[alsa-devel] [PATCH] ASoC: Tegra: Add support of tegra boards based on ALC5632 codec

Mark Brown broonie at opensource.wolfsonmicro.com
Wed Nov 23 22:58:44 CET 2011


On Wed, Nov 23, 2011 at 01:50:39PM -0800, Stephen Warren wrote:
> Leon Romanovsky wrote at Monday, November 21, 2011 1:08 PM:

> > +	switch (srate) {
> > +	case 64000:
> > +	case 88200:
> > +	case 96000:
> > +		mclk = 128 * srate;
> > +		break;
> > +	default:
> > +		mclk = 512 * srate;
> > +		break;
> > +	}
> > +	/* FIXME: Codec only requires >= 3MHz if OSR==0 */
> > +	while (mclk < 6000000)
> > +		mclk *= 2;

> That is identical to the code in tegra_wm8903. Are you sure it's correct
> for the ALC5632? At the very least, I think the comment is wrong; OSR is
> a WM8903 register field, which I doubt exists on the ALC5632.

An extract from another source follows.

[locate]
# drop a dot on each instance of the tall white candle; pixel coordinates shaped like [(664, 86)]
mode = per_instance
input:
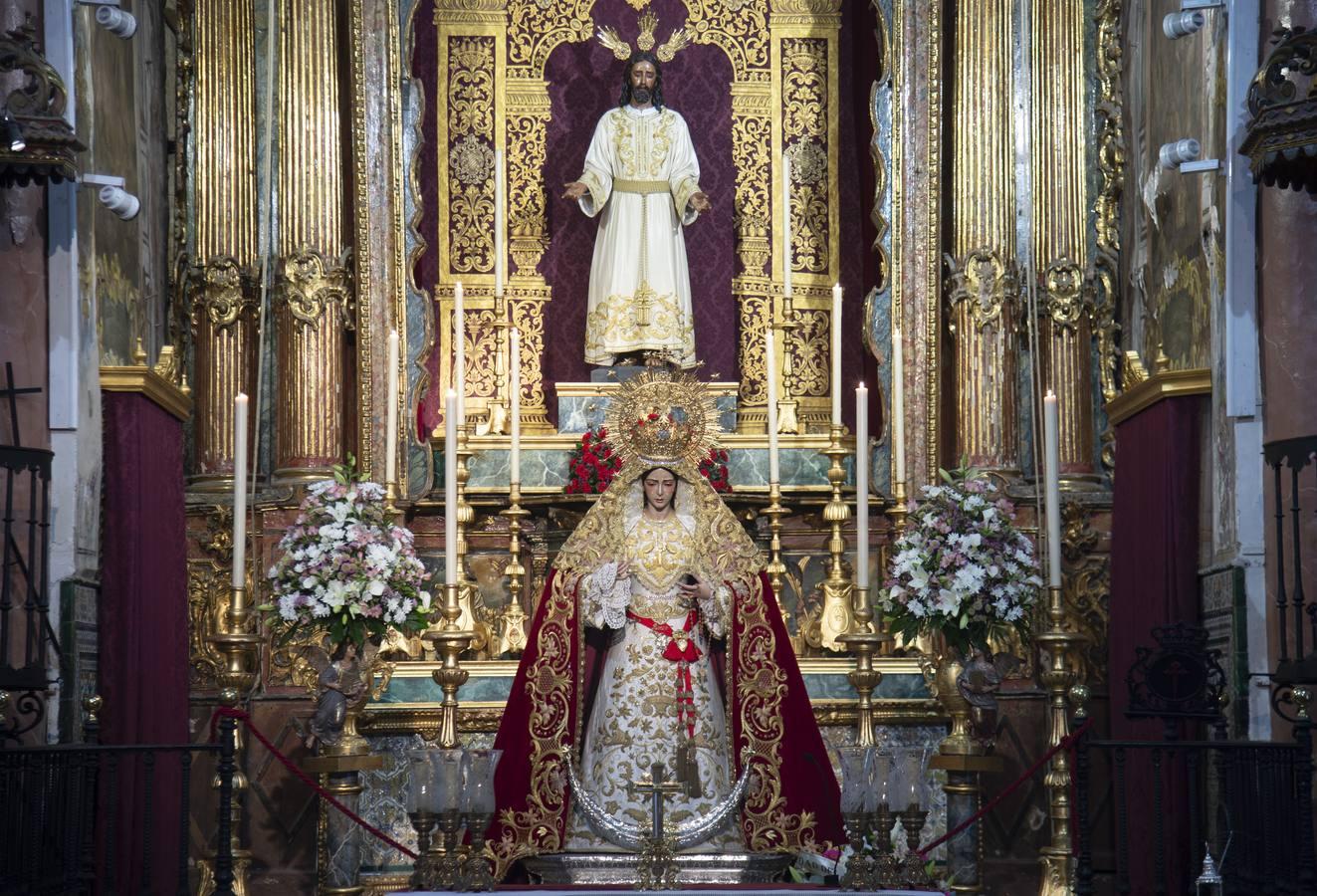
[(786, 225), (239, 578), (861, 487), (500, 223), (460, 353), (1051, 471), (515, 453), (897, 426), (391, 415), (451, 488), (836, 354), (770, 367)]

I wouldn't be surprised if it were actually - the requirements for
CODECs are generally much of a muchness, there's good sensible DSP and
electrical engineering requirmenents for them.

> Mark Brown wrote here:
> > These should use the .dai_fmt member in the dai_link struct.

> Mark, I guess you mean that we should remove those two snd_soc_dai_set_fmt
> calls, and just set .dai_fmt to a constant value? If so, that should be
> applied to the other two Tegra machine drivers too.

Yes.

> That said, while these values are constant right now, I think they won't
> always be; I think we'll need to switch between DSP mode for mono and
> I2S mode for stereo here; at least I /think/ that's what I remember our
> downstream drivers doing...

That would be a surprising restriction for your hardware to have.  From
the CODEC point of view it really doesn't care at all, all the interface
formats are interchangable.

> > +static struct snd_soc_jack_gpio tegra_alc5632_hs_jack_gpios[] = {
> > +	{

...

> Do you need to call something in the ALC5632 codec driver here to start
> mic detection? The tegra_wm8903 driver calls wm8903_mic_detect() here.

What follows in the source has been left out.